The screen team work diligently to find the nuggets of gold in the indie film world that form the ­Festival's ultimately glittering lineup.

How this team of local volunteers spots the gold in the indie film world and gives the 2006 Sedona Film Festival lineup its sparkle.

 

BY STEVEN KORN. PHOTOGRAPH BY DEB WEINKAUFF.

When audiences file into the Harkins Sedona 6 for the official opening of the Sedona International Film Festival and Workshop on Feb. 23, it kicks off four days of happy discovery for fans of independent films. But by that day, at least three and as many as five of the 30-35 volunteer screeners have been there and then some, having waded through somewhere between 900 and 1,000 submissions to identify the cream of the crop. They watch the dross, so you don’t have to.

For the rest of us, the Festival is about sitting back, grabbing some popcorn, and hoping what unfolds on screen makes us laugh or cry or think. But without the “back room” operations, from processing the growing number of submissions, to watching and rating them, to ultimately programming or rejecting them, there’s an intense effort to make the lineup rewarding, by a dedicated group whose main reward for giving their time is knowing that one little gem they discover might make someone’s weekend.

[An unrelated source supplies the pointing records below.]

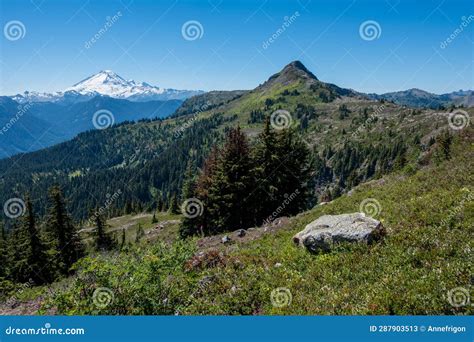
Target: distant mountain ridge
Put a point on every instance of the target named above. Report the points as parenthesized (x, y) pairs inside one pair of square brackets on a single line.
[(107, 83), (353, 139)]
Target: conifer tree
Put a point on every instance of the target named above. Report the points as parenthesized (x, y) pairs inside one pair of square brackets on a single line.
[(30, 251), (123, 240), (189, 224), (174, 207), (103, 240), (231, 185), (4, 260), (154, 219), (140, 233)]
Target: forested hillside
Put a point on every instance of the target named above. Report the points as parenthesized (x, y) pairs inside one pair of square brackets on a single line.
[(230, 161), (350, 137)]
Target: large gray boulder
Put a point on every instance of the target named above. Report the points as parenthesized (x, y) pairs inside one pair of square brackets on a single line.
[(321, 234)]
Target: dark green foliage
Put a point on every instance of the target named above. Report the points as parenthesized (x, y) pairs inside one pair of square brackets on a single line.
[(103, 241), (28, 251), (443, 151), (140, 233), (173, 206), (154, 219), (64, 239), (243, 186)]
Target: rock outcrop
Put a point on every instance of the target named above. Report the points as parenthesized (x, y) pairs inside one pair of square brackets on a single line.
[(322, 234)]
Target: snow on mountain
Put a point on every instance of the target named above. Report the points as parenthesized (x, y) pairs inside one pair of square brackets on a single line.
[(108, 83)]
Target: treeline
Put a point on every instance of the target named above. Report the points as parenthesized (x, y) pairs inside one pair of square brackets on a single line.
[(145, 162), (243, 185)]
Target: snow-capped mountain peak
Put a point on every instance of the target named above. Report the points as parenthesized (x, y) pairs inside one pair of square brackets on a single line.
[(108, 83)]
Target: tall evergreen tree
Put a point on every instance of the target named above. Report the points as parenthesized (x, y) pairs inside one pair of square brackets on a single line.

“It’s not just one or two people sitting in the film festival office making these decisions; it is a group effort,” explains Film Festival Executive Director Patrick Schweiss. “We have about 35 screeners who work diligently every single day, all volunteers, putting in their time and energy to pick the 125 films they think are appropriate for the Sedona audience. Each film is seen by at least three people, but some are seen by four or five because we can’t pull them out of circulation fast enough” for the eager viewers.

Debbie Williams, the Film Festival’s Operations Director, claims a little space by the window in a small office at the Chamber of Commerce building for her chair. It’s late October, and closing in around her are stacks of bulging looseleaf notebooks, DVD cases, filing cabinets, mountains of paper, and, most important for her sanity, two computers that hold a database.

With a month to go before the final, final (more or less) final deadline for submissions, she’s juggled paperwork and/or discs for about 600 films. She’s grateful about 500 so far had come from a Website called Without a Box, (www.withoutabox.com), an online clearinghouse that, for a fee, allows indie filmmakers to enter information about a film just once, and send it to any of 1,700 participating Festivals with one click. For Debbie, it is a lifesaver; info from Without a Box feeds directly into the Sedona festival’s database, developed by her brother, Tim Owen, drastically reducing the need for data entry. The 100 or so submissions that come into the office by other means require Debbie to enter all particulars into the database by hand, and there’s lots of it: Is it a narrative feature, documentary, short, or, in one of the Sedona festival’s fastest growing categories, animation? Is there a press kit? What format have they submitted in? Was the processing fee paid? And that’s just a start. Films are color-coded by category, and labels, and a master score sheet and tracking number generated and filed in a notebook. All applicants receive a note saying their film was received and is in consideration, a courtesy that sets Sedona apart and generates good will among filmmakers.